We are not using mechanical barriers, so for us, the important part of this process is that the second sample must be from a different phlebotomy from the initial ABO/Rh sample. To ensure this, we print a different colored label in the BB when we have get a sample from a patient with no history, and we send it ALREADY AFFIXED TO THE TUBE to the floor. (And yes, we have had to tell nurses that they cannot peel off that label and put it on a tube that they had drawn along with the first sample for convenience, because they knew that they would need a second tube!)
The only exception we made is for trauma. BB management met with Trauma staff, and even they agreed that this was a valuable process, and they wanted to stick with the second sample. To speed things up, as soon as we get the trauma alert and the patient has been registered as anonymous, we send the pre-labeled second sample tube (instead of waiting to receive the first sample). We have been assured that trauma staff WILL NOT take "shortcuts," having been educated that taking such "shortcuts" is a dismissible offense.
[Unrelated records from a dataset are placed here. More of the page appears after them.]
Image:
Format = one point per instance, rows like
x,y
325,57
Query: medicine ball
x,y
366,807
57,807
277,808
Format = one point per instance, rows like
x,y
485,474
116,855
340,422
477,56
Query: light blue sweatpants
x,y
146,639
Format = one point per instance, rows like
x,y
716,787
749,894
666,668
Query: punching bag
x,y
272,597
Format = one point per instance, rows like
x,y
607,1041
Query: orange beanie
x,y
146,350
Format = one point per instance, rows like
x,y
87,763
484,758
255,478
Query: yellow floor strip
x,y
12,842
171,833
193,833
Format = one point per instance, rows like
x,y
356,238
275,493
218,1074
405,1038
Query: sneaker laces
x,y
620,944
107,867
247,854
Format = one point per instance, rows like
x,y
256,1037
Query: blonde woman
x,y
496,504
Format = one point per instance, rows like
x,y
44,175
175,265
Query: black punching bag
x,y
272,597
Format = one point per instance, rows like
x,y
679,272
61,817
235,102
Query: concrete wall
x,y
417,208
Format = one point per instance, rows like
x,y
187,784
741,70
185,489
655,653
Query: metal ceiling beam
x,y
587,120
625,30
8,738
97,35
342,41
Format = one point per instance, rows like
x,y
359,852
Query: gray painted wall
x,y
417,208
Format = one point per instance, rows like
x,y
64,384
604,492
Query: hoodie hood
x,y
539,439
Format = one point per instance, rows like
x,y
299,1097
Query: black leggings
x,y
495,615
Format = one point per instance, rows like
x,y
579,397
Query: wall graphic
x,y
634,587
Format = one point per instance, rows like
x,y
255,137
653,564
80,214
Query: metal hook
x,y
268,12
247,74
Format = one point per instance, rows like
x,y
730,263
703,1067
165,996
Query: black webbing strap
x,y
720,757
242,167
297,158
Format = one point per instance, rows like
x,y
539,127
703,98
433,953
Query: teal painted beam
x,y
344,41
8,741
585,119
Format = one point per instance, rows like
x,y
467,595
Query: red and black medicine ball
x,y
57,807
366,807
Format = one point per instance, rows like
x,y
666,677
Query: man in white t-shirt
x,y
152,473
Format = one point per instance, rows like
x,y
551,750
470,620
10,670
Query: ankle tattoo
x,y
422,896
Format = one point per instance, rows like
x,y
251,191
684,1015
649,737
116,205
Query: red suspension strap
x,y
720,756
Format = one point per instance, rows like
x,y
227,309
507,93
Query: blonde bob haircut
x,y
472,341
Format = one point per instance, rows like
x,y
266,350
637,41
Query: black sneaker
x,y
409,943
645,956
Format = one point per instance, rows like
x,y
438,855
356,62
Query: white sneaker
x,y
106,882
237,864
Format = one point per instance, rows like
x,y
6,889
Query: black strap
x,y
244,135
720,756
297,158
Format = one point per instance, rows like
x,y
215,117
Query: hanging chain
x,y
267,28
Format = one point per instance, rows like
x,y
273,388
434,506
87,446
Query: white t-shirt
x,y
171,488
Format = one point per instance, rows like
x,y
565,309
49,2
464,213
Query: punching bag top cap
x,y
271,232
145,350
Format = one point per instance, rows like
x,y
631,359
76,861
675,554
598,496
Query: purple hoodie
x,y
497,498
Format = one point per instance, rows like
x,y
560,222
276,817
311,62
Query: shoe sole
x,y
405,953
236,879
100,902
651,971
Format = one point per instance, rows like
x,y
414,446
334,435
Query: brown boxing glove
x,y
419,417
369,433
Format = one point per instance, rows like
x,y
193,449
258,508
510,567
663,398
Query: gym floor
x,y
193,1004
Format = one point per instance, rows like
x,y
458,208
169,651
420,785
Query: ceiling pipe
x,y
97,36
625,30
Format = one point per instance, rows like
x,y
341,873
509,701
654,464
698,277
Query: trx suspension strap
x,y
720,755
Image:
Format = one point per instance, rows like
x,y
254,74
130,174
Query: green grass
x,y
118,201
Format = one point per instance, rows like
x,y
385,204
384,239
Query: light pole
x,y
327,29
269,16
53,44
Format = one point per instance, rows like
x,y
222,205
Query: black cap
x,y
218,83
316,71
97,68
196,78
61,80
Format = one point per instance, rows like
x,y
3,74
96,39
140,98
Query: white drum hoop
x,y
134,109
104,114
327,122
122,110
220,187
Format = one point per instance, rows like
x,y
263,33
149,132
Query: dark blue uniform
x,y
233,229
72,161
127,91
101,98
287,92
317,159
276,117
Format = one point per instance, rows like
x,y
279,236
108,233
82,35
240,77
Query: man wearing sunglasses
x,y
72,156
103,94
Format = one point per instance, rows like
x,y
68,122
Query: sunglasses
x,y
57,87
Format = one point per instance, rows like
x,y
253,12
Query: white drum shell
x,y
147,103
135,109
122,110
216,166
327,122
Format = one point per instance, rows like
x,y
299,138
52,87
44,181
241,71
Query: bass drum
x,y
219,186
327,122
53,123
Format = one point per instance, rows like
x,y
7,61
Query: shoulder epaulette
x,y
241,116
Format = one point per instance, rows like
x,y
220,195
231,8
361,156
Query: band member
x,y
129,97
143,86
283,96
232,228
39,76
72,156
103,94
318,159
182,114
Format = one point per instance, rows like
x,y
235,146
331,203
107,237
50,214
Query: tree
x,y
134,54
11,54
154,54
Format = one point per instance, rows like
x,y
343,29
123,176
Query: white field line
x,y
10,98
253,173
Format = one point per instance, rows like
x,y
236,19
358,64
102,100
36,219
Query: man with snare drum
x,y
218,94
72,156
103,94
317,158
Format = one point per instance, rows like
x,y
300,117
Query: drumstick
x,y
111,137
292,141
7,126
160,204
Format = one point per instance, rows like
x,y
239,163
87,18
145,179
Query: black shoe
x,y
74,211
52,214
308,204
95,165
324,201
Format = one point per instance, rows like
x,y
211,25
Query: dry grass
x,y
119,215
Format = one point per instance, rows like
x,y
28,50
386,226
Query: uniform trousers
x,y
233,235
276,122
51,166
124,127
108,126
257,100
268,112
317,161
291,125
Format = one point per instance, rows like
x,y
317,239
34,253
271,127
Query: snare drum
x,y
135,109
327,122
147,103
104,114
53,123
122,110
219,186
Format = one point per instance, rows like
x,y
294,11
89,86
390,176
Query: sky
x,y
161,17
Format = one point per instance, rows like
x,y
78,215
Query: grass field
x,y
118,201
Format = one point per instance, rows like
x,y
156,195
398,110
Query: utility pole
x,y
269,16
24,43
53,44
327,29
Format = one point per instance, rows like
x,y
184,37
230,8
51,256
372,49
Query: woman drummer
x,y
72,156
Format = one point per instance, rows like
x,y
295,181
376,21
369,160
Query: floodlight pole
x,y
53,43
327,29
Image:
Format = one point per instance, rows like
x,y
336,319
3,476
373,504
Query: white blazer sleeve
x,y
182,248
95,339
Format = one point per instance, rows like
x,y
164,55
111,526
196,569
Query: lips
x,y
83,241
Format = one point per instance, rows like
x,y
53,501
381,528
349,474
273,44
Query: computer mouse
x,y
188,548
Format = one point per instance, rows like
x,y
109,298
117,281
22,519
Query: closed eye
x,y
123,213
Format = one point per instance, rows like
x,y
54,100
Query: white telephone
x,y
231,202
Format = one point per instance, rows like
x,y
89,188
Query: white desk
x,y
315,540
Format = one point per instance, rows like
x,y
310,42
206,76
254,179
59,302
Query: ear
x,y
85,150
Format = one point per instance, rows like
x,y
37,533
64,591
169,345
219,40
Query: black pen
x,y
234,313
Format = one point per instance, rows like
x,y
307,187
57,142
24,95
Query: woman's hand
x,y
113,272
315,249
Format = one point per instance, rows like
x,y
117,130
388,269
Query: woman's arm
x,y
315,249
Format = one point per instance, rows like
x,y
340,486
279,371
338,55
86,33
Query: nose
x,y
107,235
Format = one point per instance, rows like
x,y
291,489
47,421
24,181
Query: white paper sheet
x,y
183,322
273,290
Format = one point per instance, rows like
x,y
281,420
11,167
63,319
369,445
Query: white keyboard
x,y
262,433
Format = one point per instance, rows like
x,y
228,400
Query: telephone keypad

The patient will get emergency-released blood (O +/- RBC, AB or A plasma according to policy) until we get the second type.
As for the small hospitals for whom we provide blood banking services (R1R2: it varies from a unit a week to no more than several units a week), since most of their patients are scheduled, we have decided to add a comment to their pre-admission testing, when necessary, to prompt them to send a second sample. They provide the courier, so a second sample will be sent to us with the courier on the day of the procedure. The courier will wait while we complete testing on the second sample, and then we will issue type specific products. Cumbersome, and a few minutes delay for the patient, but this is what we came up with to conserve precious universal products.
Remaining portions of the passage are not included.